А то просторное и удобное с санитарной точки зрения тюремное помещение наверху, в первом этаже, постоянно готово как можно теплее встретить привилегированных лиц, которых нельзя живьем погребать в подземелье. Эта тюрьма предназначена исключительно для воров, грабителем и убийц.
В середине дня к нам по коридору приплелся старик стражник и как бы невзначай вытащил из кармана телеграмму, разумеется вскрытую.
— Анселка и Сикмунд! Это вам, из Мексики.
Мы жадно пробегаем глазами по спасительным строчкам:
«ТЕЛЕГРАММУ ПОЛУЧИЛИ ПРИНИМАЕМ МЕРЫ ТЧК ПОКА ПОДАВАЙТЕ АПЕЛЛЯЦИЮ СОГЛАСНО ЗАКОНА HABEAS CORPUS ТЧК ПРЕДСТАВИТЕЛЬСТВО В КАРАКАСЕ ЗАПРАШИВАЕТ КОСТАРИКАНСКОЕ ПРАВИТЕЛЬСТВО».
И приветы.
В двух с половиной тысячах километров от нас есть горстка настоящих друзей, людей, которые знают о нас.
В замке главной решетки звякнули ключи. Рявкают команды, надзиратели освобождают коридор. Спустя пять минут все заключенные набились в камеры. Только мы в своей остались вдвоем. А в коридоре заняла посты ночная вооруженная стража.
«Дзинь!» Из отдаленного угла двора донесся звон рельса. Ага, часовой на расстоянии докладывает начальнику, что он не спит.

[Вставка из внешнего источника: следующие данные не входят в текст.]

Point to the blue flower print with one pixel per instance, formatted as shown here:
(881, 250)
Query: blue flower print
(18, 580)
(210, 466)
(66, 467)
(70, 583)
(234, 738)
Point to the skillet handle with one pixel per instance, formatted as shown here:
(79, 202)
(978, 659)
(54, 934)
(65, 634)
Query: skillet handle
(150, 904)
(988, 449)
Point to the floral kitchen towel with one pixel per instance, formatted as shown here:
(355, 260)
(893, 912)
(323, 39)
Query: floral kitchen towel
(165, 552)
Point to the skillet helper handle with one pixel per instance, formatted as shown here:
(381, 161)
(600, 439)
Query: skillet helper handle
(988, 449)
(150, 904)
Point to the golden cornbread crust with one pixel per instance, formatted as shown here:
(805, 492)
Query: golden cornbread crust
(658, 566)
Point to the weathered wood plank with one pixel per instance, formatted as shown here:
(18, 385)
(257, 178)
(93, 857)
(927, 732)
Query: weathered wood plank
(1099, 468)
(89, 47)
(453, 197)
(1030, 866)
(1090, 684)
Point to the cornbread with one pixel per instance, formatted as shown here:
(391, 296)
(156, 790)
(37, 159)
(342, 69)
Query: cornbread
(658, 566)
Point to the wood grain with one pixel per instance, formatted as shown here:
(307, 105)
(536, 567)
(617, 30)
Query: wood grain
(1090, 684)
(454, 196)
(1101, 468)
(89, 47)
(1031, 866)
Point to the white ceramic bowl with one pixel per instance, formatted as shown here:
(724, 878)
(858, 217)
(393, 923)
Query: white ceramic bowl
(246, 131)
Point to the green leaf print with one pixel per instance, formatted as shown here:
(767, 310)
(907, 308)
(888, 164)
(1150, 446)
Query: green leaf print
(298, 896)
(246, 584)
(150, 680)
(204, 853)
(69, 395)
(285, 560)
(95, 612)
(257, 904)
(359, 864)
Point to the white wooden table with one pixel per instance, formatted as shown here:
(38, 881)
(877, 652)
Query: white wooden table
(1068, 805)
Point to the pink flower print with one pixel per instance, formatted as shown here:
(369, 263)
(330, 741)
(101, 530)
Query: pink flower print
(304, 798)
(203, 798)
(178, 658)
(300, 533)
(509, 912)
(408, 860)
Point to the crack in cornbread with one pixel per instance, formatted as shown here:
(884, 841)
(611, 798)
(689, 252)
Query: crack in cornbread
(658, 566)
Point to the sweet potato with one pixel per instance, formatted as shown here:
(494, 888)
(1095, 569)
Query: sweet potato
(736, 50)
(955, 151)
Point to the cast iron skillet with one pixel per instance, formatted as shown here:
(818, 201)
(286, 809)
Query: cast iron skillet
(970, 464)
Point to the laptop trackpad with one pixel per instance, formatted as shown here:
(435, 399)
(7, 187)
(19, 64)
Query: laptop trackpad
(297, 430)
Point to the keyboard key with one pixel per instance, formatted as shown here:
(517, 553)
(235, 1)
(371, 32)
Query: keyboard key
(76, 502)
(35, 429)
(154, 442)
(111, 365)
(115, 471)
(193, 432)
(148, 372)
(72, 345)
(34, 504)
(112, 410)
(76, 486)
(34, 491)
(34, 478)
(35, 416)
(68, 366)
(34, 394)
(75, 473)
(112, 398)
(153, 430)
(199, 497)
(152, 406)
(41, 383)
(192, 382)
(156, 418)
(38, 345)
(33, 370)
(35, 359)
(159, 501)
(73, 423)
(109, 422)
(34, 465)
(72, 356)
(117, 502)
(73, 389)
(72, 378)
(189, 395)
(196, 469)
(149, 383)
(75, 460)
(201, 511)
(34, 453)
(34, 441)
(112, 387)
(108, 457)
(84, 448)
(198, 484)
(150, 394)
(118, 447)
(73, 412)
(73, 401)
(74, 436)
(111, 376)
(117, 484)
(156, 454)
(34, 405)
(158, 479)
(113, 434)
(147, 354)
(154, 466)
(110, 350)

«Бим!» — отвечает второй угол.
«Бам!» Третий удар рельса прорезает тишину. Чувствуешь, как ожидание следующего удара до предела напрягает нервы. Когда же будет четвертый?
«Трах!» В коридоре, камере и в голове отдается пронзительная вибрация, звон тянется бесконечные секунды. С лестницы в коридор спускается ночной стражник. В тупой, мучительной тишине подземелья размеренно, словно маятник тюремных часов, стучат о каменный пол кованые сапоги. Стук, стук, стук — к лестнице; напряжение заливает голову горячей волной, кровь бьется в висках.
«Дзинь… бим… бам… трах!»
Маятник кованых сапог отсчитывает свои десять минут. Все на свете можно отдать за два комочка ваты, чтобы заткнуть уши. Шарики из скомканной бумаги не помогают; может, станет полегче, если натянуть на голову свитер. Может, он заменит благословенные двери «двойки», отодвинув от нас угол со ступеньками и рельсом на несколько метров дальше.